不說白府,縱然是薛海天的身份,其實在世家看來也是差了些的。只薛如銀運氣彷彿好的嚇人,尚未入京時就與端王楚容若有些過往,初一入京就得了楚雲容賞菊宴的請帖,再之後,因爲白葉的緣故,與乾家、戴家關係都頗好。再之後,白葉被何太醫收爲關門弟子,更是一路平步青雲一般當上了雲林鄉郡。
她與白葉關係素來親如姐妹,連帶着旁人也都高看她一
眼。這才讓她漸漸從京中閨秀裡脫穎而出。
“薛姑娘今日看着,倒是比平日裡素雅了幾分。”恰好此時薛如銀和林雅涵尋到了白葉的身影走過來,楚雲容仔仔細細看了薛如銀的打扮,不由壓低了些許的聲音,“薛姑娘這身衣衫,怎麼看着不像是新做的?”

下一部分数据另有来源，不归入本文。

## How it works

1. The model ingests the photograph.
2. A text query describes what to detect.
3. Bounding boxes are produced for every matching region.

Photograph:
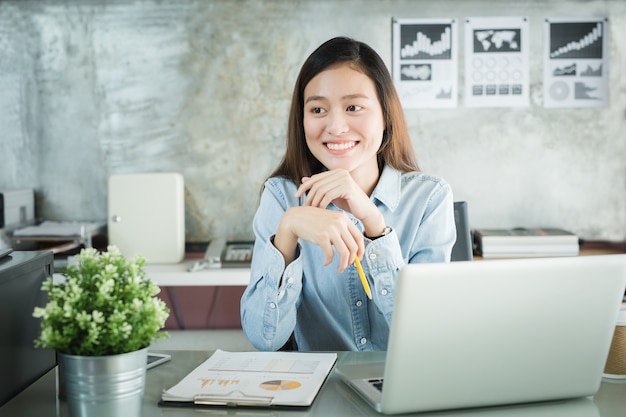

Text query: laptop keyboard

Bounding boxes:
[367,378,383,392]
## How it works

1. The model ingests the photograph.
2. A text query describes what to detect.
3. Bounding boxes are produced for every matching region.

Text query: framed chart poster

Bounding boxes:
[392,19,458,109]
[543,18,609,107]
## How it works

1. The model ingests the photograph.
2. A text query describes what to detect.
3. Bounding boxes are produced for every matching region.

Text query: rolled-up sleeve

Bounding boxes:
[241,182,302,351]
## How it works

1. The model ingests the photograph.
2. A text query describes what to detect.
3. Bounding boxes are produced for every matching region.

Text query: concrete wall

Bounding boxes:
[0,0,626,241]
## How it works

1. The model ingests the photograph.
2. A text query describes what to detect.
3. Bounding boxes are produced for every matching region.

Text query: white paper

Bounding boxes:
[393,19,458,109]
[161,350,337,406]
[543,18,609,107]
[465,17,530,107]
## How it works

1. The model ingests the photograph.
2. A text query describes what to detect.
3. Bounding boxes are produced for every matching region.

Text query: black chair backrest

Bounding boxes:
[450,201,473,262]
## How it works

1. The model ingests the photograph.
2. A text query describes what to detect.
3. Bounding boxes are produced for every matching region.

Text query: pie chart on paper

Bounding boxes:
[259,379,302,391]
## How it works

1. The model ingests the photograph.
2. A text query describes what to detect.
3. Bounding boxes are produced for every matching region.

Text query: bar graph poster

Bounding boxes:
[543,18,609,107]
[465,17,529,107]
[392,19,458,109]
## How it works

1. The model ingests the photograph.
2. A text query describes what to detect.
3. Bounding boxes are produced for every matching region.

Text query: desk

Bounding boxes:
[0,351,626,417]
[144,259,250,287]
[145,247,624,287]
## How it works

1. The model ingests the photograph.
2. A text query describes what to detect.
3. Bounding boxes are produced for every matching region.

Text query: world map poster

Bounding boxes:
[465,17,529,107]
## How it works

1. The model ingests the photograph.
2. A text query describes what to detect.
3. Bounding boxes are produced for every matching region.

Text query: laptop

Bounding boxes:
[335,255,626,414]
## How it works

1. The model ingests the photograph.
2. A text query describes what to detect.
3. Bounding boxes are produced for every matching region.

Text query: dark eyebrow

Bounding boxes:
[304,93,369,104]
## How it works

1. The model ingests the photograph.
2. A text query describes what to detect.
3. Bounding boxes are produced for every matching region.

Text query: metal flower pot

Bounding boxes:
[58,347,148,417]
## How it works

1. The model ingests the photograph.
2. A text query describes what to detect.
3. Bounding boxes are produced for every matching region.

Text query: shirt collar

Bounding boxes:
[372,165,402,212]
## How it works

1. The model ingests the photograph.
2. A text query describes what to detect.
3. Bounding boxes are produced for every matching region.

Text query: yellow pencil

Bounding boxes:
[354,256,372,300]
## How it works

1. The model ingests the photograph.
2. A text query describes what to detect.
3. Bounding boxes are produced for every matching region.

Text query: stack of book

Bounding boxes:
[474,228,580,258]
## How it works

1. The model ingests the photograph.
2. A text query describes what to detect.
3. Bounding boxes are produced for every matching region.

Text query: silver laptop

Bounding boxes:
[336,255,626,414]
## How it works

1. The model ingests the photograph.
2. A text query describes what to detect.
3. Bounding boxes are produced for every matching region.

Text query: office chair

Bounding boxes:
[450,201,473,262]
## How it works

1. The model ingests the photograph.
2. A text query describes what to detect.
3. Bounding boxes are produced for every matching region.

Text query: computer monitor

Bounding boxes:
[0,251,56,406]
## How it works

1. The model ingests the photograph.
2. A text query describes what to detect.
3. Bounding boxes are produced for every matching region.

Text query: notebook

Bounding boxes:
[335,255,626,414]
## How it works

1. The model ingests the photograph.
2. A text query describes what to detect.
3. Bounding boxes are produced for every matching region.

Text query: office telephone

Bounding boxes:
[188,239,254,272]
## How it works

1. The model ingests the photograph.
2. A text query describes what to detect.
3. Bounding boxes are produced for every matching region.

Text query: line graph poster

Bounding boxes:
[543,18,609,107]
[465,17,529,107]
[392,19,458,109]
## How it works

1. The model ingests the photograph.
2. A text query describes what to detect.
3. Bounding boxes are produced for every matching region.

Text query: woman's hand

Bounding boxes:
[295,169,386,236]
[274,206,365,272]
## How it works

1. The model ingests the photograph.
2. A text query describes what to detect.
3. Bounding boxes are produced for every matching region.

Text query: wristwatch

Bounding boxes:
[365,226,391,240]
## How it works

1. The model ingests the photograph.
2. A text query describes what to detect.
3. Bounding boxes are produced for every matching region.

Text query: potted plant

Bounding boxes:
[33,246,169,416]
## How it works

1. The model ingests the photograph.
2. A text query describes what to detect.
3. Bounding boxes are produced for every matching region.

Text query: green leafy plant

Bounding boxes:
[33,246,169,356]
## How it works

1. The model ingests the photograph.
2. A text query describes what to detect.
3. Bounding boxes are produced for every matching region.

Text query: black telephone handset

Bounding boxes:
[188,239,254,272]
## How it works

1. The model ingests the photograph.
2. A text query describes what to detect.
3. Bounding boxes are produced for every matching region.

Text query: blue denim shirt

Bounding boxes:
[241,167,456,351]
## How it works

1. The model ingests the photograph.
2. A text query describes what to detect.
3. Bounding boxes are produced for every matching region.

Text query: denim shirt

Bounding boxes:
[241,166,456,351]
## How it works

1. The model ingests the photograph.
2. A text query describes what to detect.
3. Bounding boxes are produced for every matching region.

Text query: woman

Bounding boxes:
[241,38,456,351]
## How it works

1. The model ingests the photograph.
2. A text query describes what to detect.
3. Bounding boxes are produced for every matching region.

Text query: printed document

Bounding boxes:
[161,350,337,406]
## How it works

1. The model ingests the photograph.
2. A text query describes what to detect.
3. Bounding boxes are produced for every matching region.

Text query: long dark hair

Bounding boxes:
[270,37,419,184]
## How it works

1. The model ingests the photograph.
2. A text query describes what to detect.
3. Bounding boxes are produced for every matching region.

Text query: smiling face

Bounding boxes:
[303,64,385,179]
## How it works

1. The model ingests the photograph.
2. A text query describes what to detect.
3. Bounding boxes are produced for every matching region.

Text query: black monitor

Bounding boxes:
[0,251,56,406]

白葉由着薛如銀挽着她的胳膊,看着她身上的衣衫卻是露出了若有所思的笑容。
“這衣衫,倒是用心了。”她低聲在薛如銀耳邊說,薛如銀只笑了笑,迎上楚雲容看過來的目光,低聲道:“臨出門的時候,新做的衣衫被粗心的丫鬟弄髒了。這身衣衫也不過穿過一次,並未什麼不妥,想來也不算是失禮。”
“自然不算失禮,只是--”楚雲容目光有些飄忽,落在了原處衣衫靚麗的薛如珠和薛如玉兩人身上,一時間倒是有些跟薛如銀感同身受的感覺,“沒什麼,這般就很好了。”
楚雲容對薛如銀的舊衣別有感慨然而白葉卻是知道薛如銀穿這身衣衫的目的。
這衣衫的款式和模樣,都與那一日她們去落霞山的時候薛如銀穿的那套春裝有些相似。只這一身是夏裝,而非春裝罷了。看起來,薛如銀自那一日確實是下定了決心,真的準備搏一把了。
只這內情卻也只有白葉和薛如銀知道罷了,一旁的林雅涵聽着楚雲容的話也是嘆息了一聲,卻沒有多說什麼。
畢竟,家醜不可外揚。
一行人雖然落在了後面,然而御花園畢竟地方足夠大,隨意尋了個陰涼的地方坐下說話,自有宮女端上茶水點心。白葉見着薛如銀有些走神的模樣,只裝作不知,一邊給衆人分了茶水,一邊彷彿不經意地問道:“聽聞今日一早皇上就到後宮給太后請安賀壽,這午宴,怕是不會過來了吧?”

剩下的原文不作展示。